令和4年度 第一種電気工事士 筆記試験 問19 解説 中性点接地方式
送電用変圧器の中性点接地方式に関する 記述として、誤っているものは。
- イ. 非接地方式は、中性点を接地しない方式で、異常電圧が発生しやすい。
- ロ. 直接接地方式は、中性点を導線で接地する方式で、地絡電流が大きい。
- ハ. 抵抗接地方式は、地絡故障時、通信線に対する電磁誘導障害が直接接地 方式と比較して大きい。 ✓ 正答
- ニ. 消弧リアクトル接地方式は、中性点を送電線の対地静電容量と並列共振 するようなリアクトルで接地する方式である。
解説
この問題は、各接地方式の「地絡電流の大小」と「通信線への影響(電磁誘導障害)」という2つの観点を比較するだけで正誤を判定できます。

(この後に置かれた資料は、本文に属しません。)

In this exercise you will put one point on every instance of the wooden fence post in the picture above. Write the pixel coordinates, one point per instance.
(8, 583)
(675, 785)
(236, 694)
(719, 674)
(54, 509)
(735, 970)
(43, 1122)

直接接地方式は地絡電流が非常に大きく、結果として通信線への誘導障害も大きくなります。一方で抵抗接地方式は、中性点に抵抗を挿入することで地絡電流を意図的に抑制する方式です。したがって、電磁誘導障害は直接接地方式よりも小さくなります。「大きい」と断言している選択肢ハが誤りであると即座に判断できます。
各接地方式と地絡電流の基本構造
送電系統の接地方式は、地絡事故が発生した際に流れる電流の大きさと、それによる被害をどう制御するかという考え方の違いで分類されます。

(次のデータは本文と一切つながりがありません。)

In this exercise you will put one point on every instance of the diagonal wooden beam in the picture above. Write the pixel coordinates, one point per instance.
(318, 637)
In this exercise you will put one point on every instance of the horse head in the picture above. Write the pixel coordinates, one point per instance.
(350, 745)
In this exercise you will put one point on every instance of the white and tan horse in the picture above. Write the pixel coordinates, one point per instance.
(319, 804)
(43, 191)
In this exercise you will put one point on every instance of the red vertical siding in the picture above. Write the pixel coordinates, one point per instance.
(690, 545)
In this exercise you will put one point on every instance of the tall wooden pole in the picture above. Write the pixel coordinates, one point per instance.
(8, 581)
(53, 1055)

非接地方式は接地を全く行わないため、地絡電流は対地静電容量を介して流れるわずかな電流のみとなります。しかし、地絡時に健全相の対地電圧が上昇しやすく、異常電圧が発生しやすい欠点があります。
直接接地方式は中性点を直接大地に接続します。故障時に地絡電流が非常に大きくなるため、遮断器の動作は確実ですが、地絡電流が大きい分だけ近接する通信線に対して大きな電磁誘導電圧を誘起し、深刻な通信障害を引き起こす可能性があります。

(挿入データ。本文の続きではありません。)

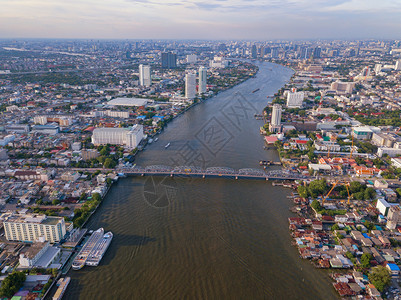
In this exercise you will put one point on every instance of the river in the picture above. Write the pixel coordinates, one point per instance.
(180, 238)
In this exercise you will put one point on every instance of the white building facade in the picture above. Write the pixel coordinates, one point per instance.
(144, 75)
(129, 137)
(202, 80)
(190, 85)
(275, 124)
(295, 99)
(29, 228)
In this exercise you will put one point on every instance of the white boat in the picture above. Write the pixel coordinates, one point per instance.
(62, 288)
(98, 251)
(80, 259)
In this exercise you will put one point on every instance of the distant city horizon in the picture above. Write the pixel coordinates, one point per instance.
(193, 19)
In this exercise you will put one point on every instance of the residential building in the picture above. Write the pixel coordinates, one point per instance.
(169, 60)
(39, 254)
(275, 124)
(295, 99)
(31, 227)
(145, 75)
(343, 87)
(202, 80)
(129, 137)
(190, 85)
(192, 58)
(394, 217)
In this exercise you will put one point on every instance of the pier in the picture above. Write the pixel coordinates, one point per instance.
(211, 172)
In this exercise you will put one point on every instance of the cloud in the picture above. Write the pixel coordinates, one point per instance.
(216, 19)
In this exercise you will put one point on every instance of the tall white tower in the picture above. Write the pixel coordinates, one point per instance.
(202, 80)
(398, 65)
(144, 75)
(190, 85)
(275, 124)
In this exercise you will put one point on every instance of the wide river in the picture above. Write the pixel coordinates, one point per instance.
(180, 238)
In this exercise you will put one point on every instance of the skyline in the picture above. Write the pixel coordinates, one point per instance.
(215, 20)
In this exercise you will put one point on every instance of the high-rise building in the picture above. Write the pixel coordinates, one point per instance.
(29, 228)
(342, 87)
(144, 75)
(129, 137)
(190, 85)
(274, 52)
(295, 99)
(254, 51)
(317, 52)
(398, 65)
(202, 80)
(169, 60)
(192, 58)
(275, 123)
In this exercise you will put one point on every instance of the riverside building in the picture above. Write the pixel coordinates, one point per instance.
(129, 137)
(202, 80)
(29, 228)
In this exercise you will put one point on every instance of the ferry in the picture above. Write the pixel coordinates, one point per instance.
(80, 259)
(63, 284)
(98, 251)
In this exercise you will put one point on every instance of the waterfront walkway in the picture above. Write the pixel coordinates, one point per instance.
(211, 172)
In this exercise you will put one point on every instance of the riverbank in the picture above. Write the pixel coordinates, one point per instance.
(219, 238)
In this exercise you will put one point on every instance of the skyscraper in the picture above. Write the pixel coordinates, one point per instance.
(295, 99)
(317, 52)
(275, 123)
(169, 60)
(202, 80)
(144, 75)
(190, 85)
(397, 66)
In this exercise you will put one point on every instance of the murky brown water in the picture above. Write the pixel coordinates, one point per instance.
(180, 238)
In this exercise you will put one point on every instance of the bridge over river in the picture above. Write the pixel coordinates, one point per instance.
(211, 172)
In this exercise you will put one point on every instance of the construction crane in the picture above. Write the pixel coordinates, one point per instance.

抵抗接地方式は、直接接地と非接地の中間的な性質を持ちます。中性点に適切な抵抗を挿入することで、地絡電流を必要な値まで制限します。これにより、地絡時の異常電圧上昇を抑えつつ、通信線への電磁誘導障害も直接接地方式に比べて大幅に軽減できるという利点があります。
誘導障害の仕組みと試験での思考プロセス
通信線への電磁誘導障害は、送電線に流れる不平衡電流や地絡電流が磁界を発生させ、それが通信線に電圧を誘起することで生じます。この誘導電圧の大きさは、送電線の地絡電流の大きさに比例します。
試験でこの種の問題を解く際は、以下の順序で頭の中を整理してください。
- 選択肢のキーワードから、その接地方式がどの程度の地絡電流を流すのか(大・中・小)を思い浮かべる。
- その地絡電流の大きさと通信障害(電磁誘導)の強さが比例関係にあることを確認する。
- 今回のように「抵抗接地は直接接地より大きい」といった比較対象の大小関係が逆転していないかをチェックする。
「直接接地=電流大=誘導障害大」「抵抗接地=電流制限=誘導障害小」というセットで記憶しておけば、選択肢の正誤判断に迷いはなくなります。
実務における接地方式の選択基準
この知識は、電力設備の保護協調や通信設備との離隔距離を決定する際に非常に重要です。例えば、送電線が通信線と並走する区間では、地絡電流を抑えるために抵抗接地方式が採用されることが多くあります。
一方で、高電圧の超高圧送電系統では、絶縁コストを低減するために直接接地方式が採用されます。ここでは誘導障害対策として、通信ケーブルを光ファイバ化して絶縁を図ったり、送電線と通信線の離隔距離を十分に確保したりといった、系統全体での総合的な対策が必要となります。
電気工事士として設備の設計や保守に関わる際、こうした接地方式の違いが「なぜその設備構成になっているのか」という意図を理解するヒントになります。特に誘導障害は、電力会社と通信事業者間の協調問題として現場で取り扱われることが多いため、基本原理を正しく理解しておくことは極めて実践的です。